Le prochain défi que doit relever Sésamath, c’est l’accompagnement de tous ceux qui utilisent les ressources de l’association. Cet accompagnement passe par une meilleure prise en compte de ces utilisateurs : professeurs, parents ou élèves. Des accès spécifiques vont être créés. La plate-forme pour les enseignants et un site dédié entièrement à l’accompagnement à la scolarité (libre et gratuit) pour les élèves et parents. Ce sont 2 énormes chantiers qui sont déjà en préparation depuis un certain temps et qui devraient éclore pendant l’année 2008.

Notes

[1] Chaque établissement peut commander un specimen avant le 24 avril chez le partenaire éditeur Génération 5.

7 Responses

  1. cemoi

    Bonjour!

    Je suis trés interessé par votre retour d’expérience vis à vis du travail collaboratif effectué! J’aimerai connaitre quelles ont été les outils de travail collaboratif utilisé surtout quand cela c’est fait à distance.
    Avez vous un espace de type webdav aevc un outil de type alfreco pour gérer le workflow? Savez vous que le logiciel scenari pourai vous apporter pas mal de solution concernant le travail collaboratif et l’édition en ligne direct de ce travail?

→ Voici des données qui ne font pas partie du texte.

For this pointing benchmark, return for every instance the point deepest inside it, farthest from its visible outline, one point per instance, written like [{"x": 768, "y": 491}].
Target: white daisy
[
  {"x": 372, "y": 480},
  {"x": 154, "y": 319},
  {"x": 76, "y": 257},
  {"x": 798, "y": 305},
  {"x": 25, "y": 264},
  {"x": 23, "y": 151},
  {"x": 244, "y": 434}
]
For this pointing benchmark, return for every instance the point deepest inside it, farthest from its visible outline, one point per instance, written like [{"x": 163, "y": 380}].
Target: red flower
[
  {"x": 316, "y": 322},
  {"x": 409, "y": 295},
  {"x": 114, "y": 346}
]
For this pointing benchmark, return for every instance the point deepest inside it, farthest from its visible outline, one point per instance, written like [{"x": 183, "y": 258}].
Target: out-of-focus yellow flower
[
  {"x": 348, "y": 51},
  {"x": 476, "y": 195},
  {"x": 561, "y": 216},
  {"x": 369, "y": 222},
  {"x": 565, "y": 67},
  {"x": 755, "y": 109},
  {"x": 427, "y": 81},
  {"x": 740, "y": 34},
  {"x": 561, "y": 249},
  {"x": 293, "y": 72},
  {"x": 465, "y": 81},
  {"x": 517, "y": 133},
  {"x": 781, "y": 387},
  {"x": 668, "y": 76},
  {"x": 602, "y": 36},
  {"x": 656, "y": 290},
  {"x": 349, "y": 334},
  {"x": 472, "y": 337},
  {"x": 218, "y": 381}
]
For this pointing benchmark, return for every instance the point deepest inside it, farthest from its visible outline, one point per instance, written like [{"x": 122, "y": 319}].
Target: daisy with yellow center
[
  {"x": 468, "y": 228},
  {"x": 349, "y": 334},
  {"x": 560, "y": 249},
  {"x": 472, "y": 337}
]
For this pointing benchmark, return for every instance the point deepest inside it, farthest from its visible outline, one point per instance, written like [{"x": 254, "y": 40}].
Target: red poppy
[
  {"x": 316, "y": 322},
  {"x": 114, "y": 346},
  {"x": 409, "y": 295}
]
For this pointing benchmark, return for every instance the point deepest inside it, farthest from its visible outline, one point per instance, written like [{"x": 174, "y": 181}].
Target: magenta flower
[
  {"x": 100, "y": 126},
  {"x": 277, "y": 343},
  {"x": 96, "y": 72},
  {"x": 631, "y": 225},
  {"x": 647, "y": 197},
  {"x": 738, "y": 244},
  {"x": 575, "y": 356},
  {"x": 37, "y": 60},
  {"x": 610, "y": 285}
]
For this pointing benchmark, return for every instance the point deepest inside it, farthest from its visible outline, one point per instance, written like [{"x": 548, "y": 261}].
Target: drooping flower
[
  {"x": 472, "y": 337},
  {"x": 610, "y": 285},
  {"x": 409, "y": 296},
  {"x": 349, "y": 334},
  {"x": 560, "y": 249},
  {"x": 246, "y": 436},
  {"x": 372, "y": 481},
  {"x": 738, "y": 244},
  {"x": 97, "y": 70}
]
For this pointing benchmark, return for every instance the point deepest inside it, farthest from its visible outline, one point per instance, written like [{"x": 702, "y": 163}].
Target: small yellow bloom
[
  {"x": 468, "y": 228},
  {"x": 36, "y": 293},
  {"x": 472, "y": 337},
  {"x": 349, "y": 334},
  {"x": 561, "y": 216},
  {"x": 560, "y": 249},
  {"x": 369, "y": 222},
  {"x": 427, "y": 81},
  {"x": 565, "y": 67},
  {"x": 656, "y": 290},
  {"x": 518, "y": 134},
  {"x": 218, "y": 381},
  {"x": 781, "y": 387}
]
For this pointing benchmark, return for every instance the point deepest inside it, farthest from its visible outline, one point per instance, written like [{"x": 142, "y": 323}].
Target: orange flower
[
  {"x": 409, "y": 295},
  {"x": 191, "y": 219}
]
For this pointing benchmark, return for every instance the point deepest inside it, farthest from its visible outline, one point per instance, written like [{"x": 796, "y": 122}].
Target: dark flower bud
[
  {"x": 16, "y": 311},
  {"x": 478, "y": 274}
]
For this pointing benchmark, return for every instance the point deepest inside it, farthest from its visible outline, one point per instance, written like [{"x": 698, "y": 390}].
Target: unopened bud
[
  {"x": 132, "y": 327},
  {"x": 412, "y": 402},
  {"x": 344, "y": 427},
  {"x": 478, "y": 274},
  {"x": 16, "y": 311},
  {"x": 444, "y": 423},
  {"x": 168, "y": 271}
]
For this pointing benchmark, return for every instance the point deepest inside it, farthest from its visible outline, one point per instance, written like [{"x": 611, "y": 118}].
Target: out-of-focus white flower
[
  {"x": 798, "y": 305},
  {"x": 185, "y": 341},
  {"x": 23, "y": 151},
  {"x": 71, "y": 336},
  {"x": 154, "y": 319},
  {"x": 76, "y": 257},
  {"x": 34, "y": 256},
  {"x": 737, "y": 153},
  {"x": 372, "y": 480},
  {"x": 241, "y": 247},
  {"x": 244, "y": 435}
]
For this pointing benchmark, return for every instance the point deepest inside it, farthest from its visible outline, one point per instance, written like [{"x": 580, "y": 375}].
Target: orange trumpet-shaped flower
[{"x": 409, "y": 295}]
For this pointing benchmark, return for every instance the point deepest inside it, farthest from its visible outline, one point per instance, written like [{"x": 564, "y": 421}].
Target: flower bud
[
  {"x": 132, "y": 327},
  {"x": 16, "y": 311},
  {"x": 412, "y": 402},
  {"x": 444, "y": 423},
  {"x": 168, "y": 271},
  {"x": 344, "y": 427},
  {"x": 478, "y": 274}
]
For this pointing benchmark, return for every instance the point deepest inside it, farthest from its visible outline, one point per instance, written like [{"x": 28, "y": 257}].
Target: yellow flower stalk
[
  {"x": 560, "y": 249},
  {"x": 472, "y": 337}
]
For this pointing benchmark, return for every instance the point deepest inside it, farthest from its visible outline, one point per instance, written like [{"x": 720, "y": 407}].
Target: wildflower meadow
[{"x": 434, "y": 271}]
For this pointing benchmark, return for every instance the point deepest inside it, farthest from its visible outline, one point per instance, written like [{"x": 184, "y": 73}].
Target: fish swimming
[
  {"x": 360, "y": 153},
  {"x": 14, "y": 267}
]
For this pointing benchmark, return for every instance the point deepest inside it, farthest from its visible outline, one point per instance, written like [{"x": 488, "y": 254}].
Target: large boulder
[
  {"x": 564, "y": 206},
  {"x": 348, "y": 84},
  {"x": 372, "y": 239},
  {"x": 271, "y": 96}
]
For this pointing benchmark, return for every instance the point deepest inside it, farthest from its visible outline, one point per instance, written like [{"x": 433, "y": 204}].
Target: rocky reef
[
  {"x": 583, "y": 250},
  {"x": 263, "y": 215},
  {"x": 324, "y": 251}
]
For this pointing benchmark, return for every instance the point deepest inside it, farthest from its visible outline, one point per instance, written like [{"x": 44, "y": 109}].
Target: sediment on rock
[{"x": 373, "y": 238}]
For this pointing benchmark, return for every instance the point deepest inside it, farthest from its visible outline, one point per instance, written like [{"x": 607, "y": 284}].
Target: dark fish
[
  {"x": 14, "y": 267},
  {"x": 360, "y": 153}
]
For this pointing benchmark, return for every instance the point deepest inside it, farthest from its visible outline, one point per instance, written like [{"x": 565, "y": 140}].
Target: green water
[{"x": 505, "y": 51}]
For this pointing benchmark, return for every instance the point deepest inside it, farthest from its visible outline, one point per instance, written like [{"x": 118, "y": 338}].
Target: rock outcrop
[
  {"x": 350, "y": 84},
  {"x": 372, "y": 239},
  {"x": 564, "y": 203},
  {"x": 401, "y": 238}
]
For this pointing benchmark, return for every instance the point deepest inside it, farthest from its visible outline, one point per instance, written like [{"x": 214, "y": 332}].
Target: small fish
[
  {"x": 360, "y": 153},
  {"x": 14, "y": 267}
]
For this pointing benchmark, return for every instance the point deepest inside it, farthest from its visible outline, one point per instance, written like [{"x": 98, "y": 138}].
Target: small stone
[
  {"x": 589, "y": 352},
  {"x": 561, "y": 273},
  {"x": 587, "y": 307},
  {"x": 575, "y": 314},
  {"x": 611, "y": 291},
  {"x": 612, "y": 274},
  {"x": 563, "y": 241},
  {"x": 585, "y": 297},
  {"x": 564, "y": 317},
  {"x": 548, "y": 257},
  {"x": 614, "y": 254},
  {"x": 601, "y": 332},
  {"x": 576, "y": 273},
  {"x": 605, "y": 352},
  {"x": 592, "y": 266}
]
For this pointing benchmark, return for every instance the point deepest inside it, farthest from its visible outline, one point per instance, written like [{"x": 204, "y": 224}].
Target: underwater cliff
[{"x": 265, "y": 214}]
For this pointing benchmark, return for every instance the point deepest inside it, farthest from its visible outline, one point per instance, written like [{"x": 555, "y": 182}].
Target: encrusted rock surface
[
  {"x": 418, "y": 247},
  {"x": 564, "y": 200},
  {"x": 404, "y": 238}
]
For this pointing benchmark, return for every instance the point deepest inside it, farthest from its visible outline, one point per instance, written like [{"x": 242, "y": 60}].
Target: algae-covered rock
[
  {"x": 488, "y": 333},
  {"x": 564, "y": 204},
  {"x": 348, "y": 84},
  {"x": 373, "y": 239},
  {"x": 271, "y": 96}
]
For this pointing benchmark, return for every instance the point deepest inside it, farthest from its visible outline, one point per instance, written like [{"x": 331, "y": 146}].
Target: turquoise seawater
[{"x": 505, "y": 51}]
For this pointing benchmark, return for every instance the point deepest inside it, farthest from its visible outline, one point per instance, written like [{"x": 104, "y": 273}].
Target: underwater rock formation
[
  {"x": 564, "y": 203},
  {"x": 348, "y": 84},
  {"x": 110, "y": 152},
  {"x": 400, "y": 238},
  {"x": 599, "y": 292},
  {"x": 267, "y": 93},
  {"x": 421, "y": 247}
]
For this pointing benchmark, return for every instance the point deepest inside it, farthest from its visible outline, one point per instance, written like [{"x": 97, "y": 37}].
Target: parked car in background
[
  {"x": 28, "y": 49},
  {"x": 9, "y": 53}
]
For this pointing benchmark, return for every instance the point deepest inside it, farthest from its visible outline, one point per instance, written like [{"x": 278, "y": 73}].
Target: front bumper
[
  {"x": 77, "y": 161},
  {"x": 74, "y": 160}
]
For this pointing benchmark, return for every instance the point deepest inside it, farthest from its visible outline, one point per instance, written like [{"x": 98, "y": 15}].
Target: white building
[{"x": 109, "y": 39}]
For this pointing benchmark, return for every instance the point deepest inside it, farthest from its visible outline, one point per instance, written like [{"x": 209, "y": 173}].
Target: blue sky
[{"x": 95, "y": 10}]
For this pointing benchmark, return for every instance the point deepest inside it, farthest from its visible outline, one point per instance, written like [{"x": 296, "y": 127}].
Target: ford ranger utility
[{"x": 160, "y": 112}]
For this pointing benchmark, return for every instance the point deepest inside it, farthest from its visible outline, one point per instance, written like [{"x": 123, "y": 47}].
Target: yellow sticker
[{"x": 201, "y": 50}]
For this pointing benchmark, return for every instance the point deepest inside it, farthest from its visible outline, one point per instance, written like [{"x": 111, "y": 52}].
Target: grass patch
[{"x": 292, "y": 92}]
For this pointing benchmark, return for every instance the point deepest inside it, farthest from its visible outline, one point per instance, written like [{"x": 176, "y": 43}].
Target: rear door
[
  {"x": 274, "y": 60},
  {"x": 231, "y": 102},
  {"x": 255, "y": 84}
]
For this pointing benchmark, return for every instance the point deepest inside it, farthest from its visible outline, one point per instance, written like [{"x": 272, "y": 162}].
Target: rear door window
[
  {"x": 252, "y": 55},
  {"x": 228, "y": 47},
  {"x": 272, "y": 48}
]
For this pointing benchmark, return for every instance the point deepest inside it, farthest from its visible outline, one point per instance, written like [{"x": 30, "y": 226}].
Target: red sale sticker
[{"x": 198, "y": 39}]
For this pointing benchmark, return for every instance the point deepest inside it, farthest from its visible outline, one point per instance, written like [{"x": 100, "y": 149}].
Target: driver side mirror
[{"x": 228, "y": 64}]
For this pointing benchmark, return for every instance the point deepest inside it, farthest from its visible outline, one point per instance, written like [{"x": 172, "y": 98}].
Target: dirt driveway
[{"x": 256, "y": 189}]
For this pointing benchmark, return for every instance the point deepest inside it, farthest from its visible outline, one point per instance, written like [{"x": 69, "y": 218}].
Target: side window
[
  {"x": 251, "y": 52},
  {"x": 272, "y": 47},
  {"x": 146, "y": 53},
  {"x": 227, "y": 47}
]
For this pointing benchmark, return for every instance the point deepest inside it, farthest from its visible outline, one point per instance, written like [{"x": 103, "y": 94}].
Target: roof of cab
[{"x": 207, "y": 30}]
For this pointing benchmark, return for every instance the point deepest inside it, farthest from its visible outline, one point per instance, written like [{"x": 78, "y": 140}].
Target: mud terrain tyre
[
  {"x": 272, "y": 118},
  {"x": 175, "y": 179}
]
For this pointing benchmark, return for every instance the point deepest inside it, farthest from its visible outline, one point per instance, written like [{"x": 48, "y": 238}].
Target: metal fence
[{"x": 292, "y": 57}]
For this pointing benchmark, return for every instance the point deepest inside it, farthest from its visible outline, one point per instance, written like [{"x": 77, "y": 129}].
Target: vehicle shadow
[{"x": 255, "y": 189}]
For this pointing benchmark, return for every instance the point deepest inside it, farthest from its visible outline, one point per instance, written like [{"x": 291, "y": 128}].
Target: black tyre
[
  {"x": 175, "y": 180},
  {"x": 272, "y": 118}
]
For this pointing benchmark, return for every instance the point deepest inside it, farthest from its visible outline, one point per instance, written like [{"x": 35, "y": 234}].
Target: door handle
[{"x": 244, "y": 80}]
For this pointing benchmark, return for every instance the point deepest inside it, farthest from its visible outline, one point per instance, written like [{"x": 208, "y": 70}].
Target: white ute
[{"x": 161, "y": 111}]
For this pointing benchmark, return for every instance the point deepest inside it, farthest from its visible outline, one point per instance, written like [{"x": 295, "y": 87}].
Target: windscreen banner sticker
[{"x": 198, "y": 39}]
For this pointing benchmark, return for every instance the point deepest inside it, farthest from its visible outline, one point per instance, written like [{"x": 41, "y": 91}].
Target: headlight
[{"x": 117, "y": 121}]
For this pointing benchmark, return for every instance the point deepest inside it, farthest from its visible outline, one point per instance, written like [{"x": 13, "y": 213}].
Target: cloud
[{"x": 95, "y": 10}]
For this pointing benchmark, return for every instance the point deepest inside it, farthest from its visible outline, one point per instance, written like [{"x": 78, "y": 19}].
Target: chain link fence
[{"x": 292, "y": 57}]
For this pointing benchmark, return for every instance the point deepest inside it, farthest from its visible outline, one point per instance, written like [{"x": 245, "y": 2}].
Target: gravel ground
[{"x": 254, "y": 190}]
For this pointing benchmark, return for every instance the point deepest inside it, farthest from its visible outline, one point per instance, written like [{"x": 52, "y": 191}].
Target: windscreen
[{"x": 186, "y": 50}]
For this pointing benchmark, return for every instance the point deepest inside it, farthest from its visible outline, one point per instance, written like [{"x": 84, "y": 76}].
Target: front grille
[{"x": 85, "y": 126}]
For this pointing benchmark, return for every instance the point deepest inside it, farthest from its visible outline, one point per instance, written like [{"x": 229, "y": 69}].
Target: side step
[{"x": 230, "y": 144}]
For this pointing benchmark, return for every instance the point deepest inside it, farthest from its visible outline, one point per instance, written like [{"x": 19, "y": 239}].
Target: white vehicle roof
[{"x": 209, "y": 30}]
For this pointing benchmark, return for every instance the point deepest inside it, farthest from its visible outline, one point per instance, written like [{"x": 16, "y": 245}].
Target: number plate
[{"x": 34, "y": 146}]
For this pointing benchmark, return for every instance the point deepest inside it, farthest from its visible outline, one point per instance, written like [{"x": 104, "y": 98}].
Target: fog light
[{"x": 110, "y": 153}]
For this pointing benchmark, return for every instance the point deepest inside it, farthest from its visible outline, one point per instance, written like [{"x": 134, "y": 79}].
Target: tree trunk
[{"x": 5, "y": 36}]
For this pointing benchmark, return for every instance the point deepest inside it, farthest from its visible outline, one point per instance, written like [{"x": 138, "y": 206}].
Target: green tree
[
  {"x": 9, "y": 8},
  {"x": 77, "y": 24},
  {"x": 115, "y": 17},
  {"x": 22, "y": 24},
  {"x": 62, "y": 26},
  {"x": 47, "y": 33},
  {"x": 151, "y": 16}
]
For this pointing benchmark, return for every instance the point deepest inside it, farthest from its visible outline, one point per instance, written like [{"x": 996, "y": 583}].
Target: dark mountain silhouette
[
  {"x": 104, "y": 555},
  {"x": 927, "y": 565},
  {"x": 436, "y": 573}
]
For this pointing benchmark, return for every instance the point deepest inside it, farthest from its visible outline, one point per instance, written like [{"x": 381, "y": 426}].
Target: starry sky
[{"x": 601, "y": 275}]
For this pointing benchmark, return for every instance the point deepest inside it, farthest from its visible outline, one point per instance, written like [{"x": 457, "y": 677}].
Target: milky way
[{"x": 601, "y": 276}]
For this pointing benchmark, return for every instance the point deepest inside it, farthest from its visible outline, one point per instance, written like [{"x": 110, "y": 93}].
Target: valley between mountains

    En espérant avoir une réponse (si vous passez par là) si non je vais vous faire un petit mail 😉

    @+

  2. Sébastien hache

    Bonjour,
    Pratiquement tout le travail s’est fait à distance (il n’y a eu que 3 réunions en présentiel, et jamais avec tous les auteurs). Nous avons utilisé plusieurs listes de diffusion, un Wiki et une interface de versioning développée en php/mysql à l’interne (sur mesure pour le projet).
    Nous sommes évidemment intéressés par tout outil qui pourrait nous aider.
    Au plaisiir,
    Sébastien

  3. Jean K C

    Bonjour,

    Excellente initiative !

    Mais comment on fait si on est parent pour gentiment suggérer aux professeurs de mathématiques de nos enfants de choisir votre manuel ?

    (surtout qu’ils sont susceptibles dès qu’on touche au pédagogique)

  4. idoric

    > «Si j’étais prof de maths (ce que je suis du reste !), je tenterais de ce pas de convaincre les collègues de mon établissement de faire le choix du manuel Sésamath pour la rentrée scolaire prochaine.»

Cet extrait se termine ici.